Monitoring and beerPublished on December 2, 2011 by Filip Van Tittelboom
Our partners expect their web applications to be available 24/7. So one of the less visible services we provide is ‘monitoring’. If a problem should arise, we want to be notified. If that problem occurs after business hours, the operator on call should be notified. This article will try to explain how we implement these requirements.
We use Nagios to monitor all our hosts and all services running on those hosts. When things go wrong an alarm on our desktop highlights. Then an e-mail and SMS are sent out. The great thing about Nagios is the ability to extend. There is a large collection of readily available check plugins to monitor services such as Apache, MySQL, system load, etc. But it also provides a way to write custom plugins. That way, we can check very specific aspects of any service or application.
I know what you are all thinking: “but what if your nagios server fails?”. We use a redundant setup. We run two nagios servers on two different cloud providers. One acts as the master and one as slave. The slave constantly checks the status of the master. If the master does not respond for some reason, the slave gets into action.
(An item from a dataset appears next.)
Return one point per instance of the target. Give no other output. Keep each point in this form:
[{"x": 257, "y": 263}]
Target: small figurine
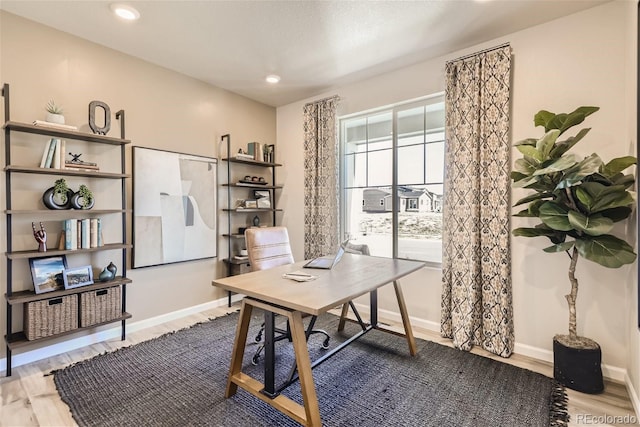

We implement an on call rotation divided among three operators here at iLibris. An operator on call is available after business hours, 24 hours a day, and in the weekends. Perhaps the operator on call is unavailable (even scruffy sysadmins take a shower once in a while)? In that case the escalation kicks in: everybody gets notified. If an operator lets that happen, he’ll have to pay a beer-tax, though.
Anyway, this is how we monitor our systems. Our goal is to fix any problem before it’s even noticed.